Revision history for this message
mrtwister (mrtwister) wrote :

I am also affected by this bug. I'm afraid but Claude's solution didn't work for me.

Revision history for this message
David Robert Lewis (afrodeity) wrote :

afrodeity@afrodeity-desktop:~$ dmesg | grep -i hda
[ 28.004034] HDA Intel 0000:80:01.0: PCI INT A -> GSI 17 (level, low) -> IRQ 17
[ 28.004087] HDA Intel 0000:80:01.0: setting latency timer to 64
[ 28.004091] HDA Intel 0000:80:01.0: PCI: Disallowing DAC for device
[ 28.116404] input: HDA Digital PCBeep as /devices/pci0000:80/0000:80:01.0/input/input6
[ 36.449268] hda-intel: IRQ timing workaround is activated for card #0. Suggest a bigger bdl_pos_adj.

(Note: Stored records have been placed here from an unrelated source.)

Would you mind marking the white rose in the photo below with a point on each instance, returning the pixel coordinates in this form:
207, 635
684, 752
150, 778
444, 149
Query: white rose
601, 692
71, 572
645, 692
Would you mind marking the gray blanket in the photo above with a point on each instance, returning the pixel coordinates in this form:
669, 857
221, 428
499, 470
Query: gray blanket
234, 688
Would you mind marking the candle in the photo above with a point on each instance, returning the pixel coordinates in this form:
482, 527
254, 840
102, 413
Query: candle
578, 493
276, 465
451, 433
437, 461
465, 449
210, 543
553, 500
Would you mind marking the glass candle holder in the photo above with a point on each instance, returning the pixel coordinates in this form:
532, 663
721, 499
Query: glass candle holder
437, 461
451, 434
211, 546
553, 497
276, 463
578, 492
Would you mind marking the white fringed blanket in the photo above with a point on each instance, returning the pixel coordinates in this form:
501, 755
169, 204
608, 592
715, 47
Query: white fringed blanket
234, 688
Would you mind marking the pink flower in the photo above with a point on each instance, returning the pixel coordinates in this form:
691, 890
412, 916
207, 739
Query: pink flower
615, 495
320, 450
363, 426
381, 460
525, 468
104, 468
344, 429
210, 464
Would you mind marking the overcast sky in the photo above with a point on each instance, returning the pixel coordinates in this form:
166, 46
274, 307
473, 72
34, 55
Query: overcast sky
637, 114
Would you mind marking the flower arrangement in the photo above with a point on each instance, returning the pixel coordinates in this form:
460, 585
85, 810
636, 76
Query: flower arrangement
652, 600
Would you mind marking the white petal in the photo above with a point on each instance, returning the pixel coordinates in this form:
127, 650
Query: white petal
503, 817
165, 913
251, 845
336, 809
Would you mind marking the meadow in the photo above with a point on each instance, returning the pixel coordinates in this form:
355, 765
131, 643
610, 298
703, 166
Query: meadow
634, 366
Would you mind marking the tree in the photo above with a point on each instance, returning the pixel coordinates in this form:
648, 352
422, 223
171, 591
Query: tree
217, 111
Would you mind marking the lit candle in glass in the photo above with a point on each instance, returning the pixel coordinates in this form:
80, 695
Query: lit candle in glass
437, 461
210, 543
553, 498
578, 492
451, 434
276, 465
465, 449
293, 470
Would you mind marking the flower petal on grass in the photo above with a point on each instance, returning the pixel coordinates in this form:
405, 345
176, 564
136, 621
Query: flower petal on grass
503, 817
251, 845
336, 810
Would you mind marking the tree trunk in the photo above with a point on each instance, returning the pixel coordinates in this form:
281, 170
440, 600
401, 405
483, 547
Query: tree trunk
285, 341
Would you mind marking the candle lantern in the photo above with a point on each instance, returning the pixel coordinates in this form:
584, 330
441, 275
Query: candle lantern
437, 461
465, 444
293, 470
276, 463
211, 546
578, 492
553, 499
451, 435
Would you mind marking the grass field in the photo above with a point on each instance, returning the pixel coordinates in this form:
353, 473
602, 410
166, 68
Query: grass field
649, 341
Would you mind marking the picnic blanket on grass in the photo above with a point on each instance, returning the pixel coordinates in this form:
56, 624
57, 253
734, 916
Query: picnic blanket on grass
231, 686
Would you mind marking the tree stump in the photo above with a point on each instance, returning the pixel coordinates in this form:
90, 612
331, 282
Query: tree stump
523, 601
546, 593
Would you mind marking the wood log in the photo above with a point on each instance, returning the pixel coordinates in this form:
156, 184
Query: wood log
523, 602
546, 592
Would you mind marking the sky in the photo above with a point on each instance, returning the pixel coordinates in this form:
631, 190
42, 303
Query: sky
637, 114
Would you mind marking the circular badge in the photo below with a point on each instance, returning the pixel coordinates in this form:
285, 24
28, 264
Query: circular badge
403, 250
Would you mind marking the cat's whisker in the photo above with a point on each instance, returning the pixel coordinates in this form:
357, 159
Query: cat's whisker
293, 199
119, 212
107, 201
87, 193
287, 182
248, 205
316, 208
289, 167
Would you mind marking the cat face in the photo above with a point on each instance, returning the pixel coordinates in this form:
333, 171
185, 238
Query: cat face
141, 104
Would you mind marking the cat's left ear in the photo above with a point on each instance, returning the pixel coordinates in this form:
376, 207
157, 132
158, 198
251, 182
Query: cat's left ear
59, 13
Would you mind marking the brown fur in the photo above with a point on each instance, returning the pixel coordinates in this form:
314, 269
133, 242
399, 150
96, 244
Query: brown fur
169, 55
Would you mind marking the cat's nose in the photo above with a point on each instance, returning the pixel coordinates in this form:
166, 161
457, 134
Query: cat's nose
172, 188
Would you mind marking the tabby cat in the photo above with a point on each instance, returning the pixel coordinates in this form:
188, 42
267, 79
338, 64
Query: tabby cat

afrodeity@afrodeity-desktop:~$ lspci -vvv | grep Audio -A 10
80:01.0 Audio device: VIA Technologies, Inc. VT1708/A [Azalia HDAC] (VIA High Definition Audio Controller) (rev 10)
 Subsystem: Biostar Microtech Int'l Corp Device 820f
 Control: I/O- Mem+ BusMaster+ SpecCycle- MemWINV- VGASnoop- ParErr- Stepping- SERR- FastB2B- DisINTx-
 Status: Cap+ 66MHz- UDF- FastB2B- ParErr- DEVSEL=fast >TAbort- <TAbort- <MAbort- >SERR- <PERR- INTx-
 Latency: 0, Cache Line Size: 64 bytes
 Interrupt: pin A routed to IRQ 17
 Region 0: Memory at bfffc000 (64-bit, non-prefetchable) [size=16K]
 Capabilities: <access denied>
 Kernel driver in use: HDA Intel
 Kernel modules: snd-hda-intel

Revision history for this message
Balazs Oveges (ovegesb) wrote :

I get the same error in messages. My system is unstable, but I don't know if this bug is the reason. I attached the lspci-vvnn.log

Revision history for this message
Balazs Oveges (ovegesb) wrote :

I get the same error in messages under Karmic Koala. My system is unstable, but I don't know if this bug is the reason. I attached the lspci-vvnn.log

Revision history for this message
Locque (locque69) wrote :

I too am having the same issue. It was working fine for a while. Got home from work today and no sound... I've attached lspci.out with `cat /proc/interrupts` appended at the bottom...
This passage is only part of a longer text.